Die Jesuiten kamen nicht aus dem Nichts. …Sie standen und stehen auf den Schultern ihrer Vorgänger." Das erste Kapitel erläutert die Entwicklung "Von den Wüstenvätern zur Gesellschaft Jesu: Die Jesuiten, die Tradition und die Moderne. Den frühmittelalterlichen benediktinischen Lebensformen folgten die Bettelorden der Franziskaner und Dominikaner, die bestrebt waren, in den Städten das Ideal der radikalen Armut zu verwirklichen. Die Jesuiten als Regularkleriker repräsentierten im 16. Jahrhundert eine dritte Entwicklungsstufe. Sie lebten unter einer gemeinsamen Regel, verzichteten aber auf Ordenstracht und Chorgebet.

Das zweite Kapitel schildert die Entwicklung bis ca. 1580. Ein neuer Orden etabliert sich: Ignatius von Loyola und die erste Generation. Der baskische Adelige Inigo López de Onaz y Loyola hatte schon ein dramatisches Leben hinter sich, als er die zehn "ersten Gefährten" um sich sammelte. In seiner Autobiographie erzählt er von Kriegsverwundung, mystischen Erfahrungen und Askese. Im Zuge der spirituellen Neuorientierung entstand das Exerzitien-Buch "Geistliche Übungen", das die Frömmigkeitspraxis der Jesuiten prägte. Ebenso strukturiert und detailliert waren die "Konstitutionen" die er ihnen gab. Experimentieren prägte die ersten Jahre, wobei der junge Orden die Bedeutung der Ausbildung erkannte und sich in der Übersee-Mission etablierte

Das dritte Kapitel Vom Charisma zur Institutionalisierung: Die Jahrzehnte um 1600 unter General Acquaviva konzentriert sich auf das Schulwesen, die interne Organisation und die Spiritualität der Weltzugewandtheit. Dabei erwies sich die Rolle der Hofbeichtväter als gefährlich. So stand etwa Pater Wilhelm Lamormaini in Wien "im Ruf Politik gemacht zu haben". Als kaiserlicher Beichtvater übte er zur Zeit der Gegenreformation großen Einfluss aus. Er wirkte als Rektor des Grazer und des Wiener Jesuitenkollegs und betrieb den Bau des Hernalser Kalvarienbergs, um die Wiener mit Mitteln der "Volksfrömmigkeit" wieder katholisch zu machen.

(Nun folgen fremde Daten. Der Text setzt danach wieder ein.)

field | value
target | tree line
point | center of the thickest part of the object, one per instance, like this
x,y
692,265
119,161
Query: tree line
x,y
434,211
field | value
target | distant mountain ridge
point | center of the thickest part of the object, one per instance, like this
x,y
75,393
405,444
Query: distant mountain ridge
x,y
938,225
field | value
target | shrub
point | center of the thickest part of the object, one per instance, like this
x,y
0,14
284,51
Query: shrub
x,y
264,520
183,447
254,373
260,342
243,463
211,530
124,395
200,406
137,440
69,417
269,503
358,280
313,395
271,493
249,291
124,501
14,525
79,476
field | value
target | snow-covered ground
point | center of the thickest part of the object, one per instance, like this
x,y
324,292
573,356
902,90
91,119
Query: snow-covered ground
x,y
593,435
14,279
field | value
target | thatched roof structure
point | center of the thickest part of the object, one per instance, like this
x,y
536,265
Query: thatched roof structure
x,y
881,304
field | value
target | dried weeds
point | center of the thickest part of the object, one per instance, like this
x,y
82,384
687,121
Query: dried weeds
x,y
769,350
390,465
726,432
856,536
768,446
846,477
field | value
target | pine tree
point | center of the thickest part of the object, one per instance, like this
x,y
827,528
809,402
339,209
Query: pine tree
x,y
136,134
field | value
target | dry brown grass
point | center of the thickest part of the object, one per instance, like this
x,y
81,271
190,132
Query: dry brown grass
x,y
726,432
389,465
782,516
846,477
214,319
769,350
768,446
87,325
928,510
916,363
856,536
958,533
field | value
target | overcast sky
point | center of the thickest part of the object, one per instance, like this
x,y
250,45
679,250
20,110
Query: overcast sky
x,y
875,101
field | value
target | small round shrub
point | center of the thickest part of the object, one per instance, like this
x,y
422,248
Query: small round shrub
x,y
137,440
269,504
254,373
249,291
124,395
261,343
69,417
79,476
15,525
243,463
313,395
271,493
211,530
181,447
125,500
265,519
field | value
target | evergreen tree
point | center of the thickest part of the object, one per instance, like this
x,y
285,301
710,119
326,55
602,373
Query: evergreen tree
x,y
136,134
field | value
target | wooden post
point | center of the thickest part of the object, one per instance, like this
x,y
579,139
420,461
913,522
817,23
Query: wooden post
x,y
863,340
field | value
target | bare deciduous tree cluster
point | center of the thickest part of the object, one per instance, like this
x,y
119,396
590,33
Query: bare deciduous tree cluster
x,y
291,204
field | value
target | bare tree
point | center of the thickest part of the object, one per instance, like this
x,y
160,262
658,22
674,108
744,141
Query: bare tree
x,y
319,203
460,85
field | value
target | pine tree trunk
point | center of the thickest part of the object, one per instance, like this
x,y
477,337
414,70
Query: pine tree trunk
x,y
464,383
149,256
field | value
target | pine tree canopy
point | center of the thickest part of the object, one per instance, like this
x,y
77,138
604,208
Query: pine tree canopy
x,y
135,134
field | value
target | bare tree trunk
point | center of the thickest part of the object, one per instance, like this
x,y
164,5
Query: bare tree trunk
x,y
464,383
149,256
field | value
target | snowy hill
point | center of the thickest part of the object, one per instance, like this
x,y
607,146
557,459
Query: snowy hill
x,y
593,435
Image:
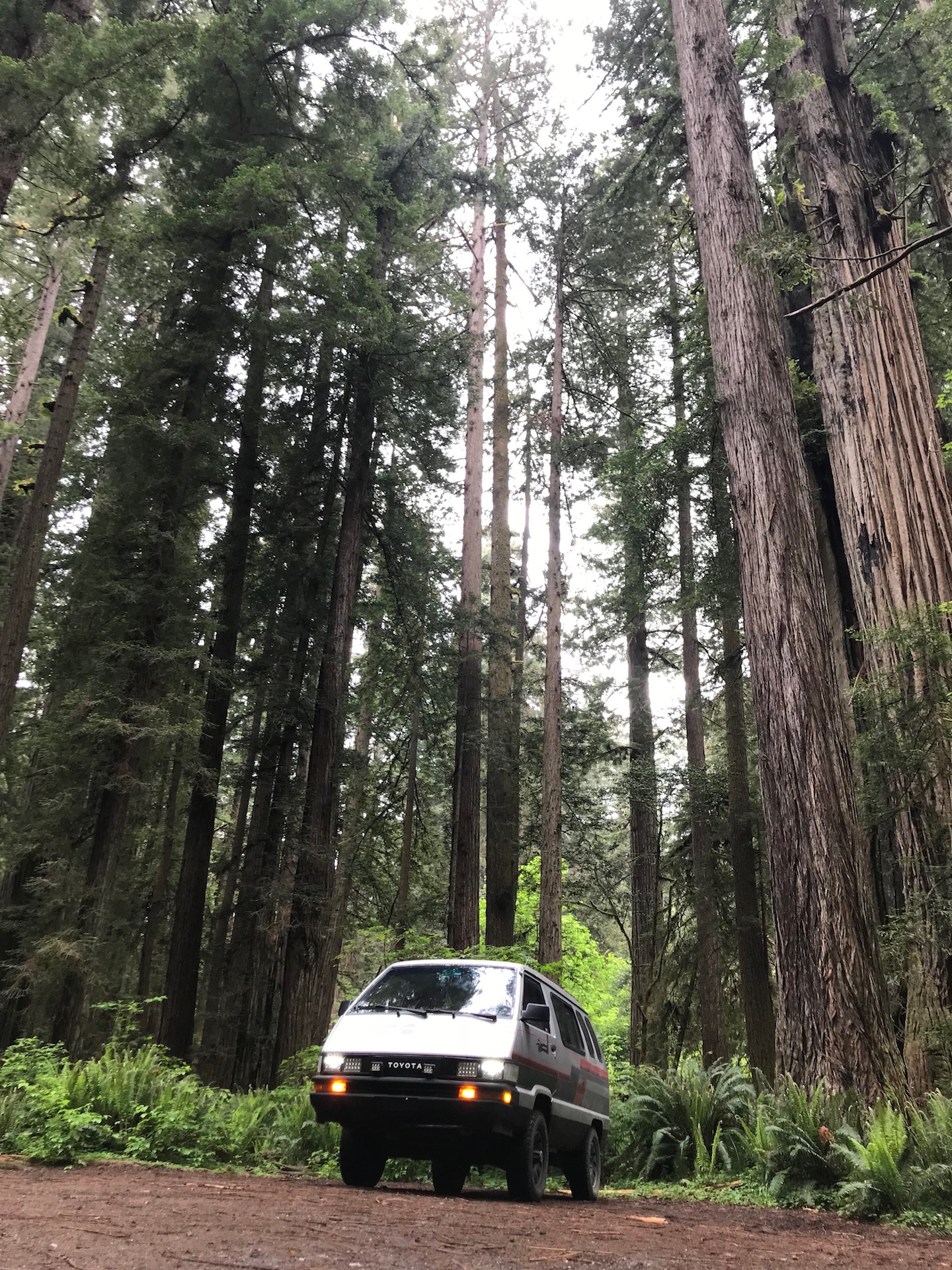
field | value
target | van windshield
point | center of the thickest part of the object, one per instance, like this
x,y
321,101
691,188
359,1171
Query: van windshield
x,y
471,990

Zwischen 1600 und 1720 (4. Kapitel) stand der Orden "Auf der Höhe der Zeit: Führungsrolle in Wissenschaft, Kultur und Mission ". China, Indien, Paraguay und Kanada galten als Musterbeispiele. In Europa wurden die Rekatholisierung der Protestanten und die Bekehrung der Nichtchristen ebenso vehement betrieben wie die "Volksmission" der Katholiken. Medien und Künste standen im Dienst der Seelsorge. Zehntausende Theaterstücke entstanden, Musik wurde immer wichtiger. Auch in Wien begeisterten multimediale Spektakel die Zuschauer. Der bekannte Bühnenbildner und Illusionsmaler Andrea Pozzo gestaltete die Jesuitenkirche. Alle Bemühungen zielten ganz klar im Sinne eines synästhetischen Gesamteindrucks auf die sinnliche Überwältigung der Gläubigen ab.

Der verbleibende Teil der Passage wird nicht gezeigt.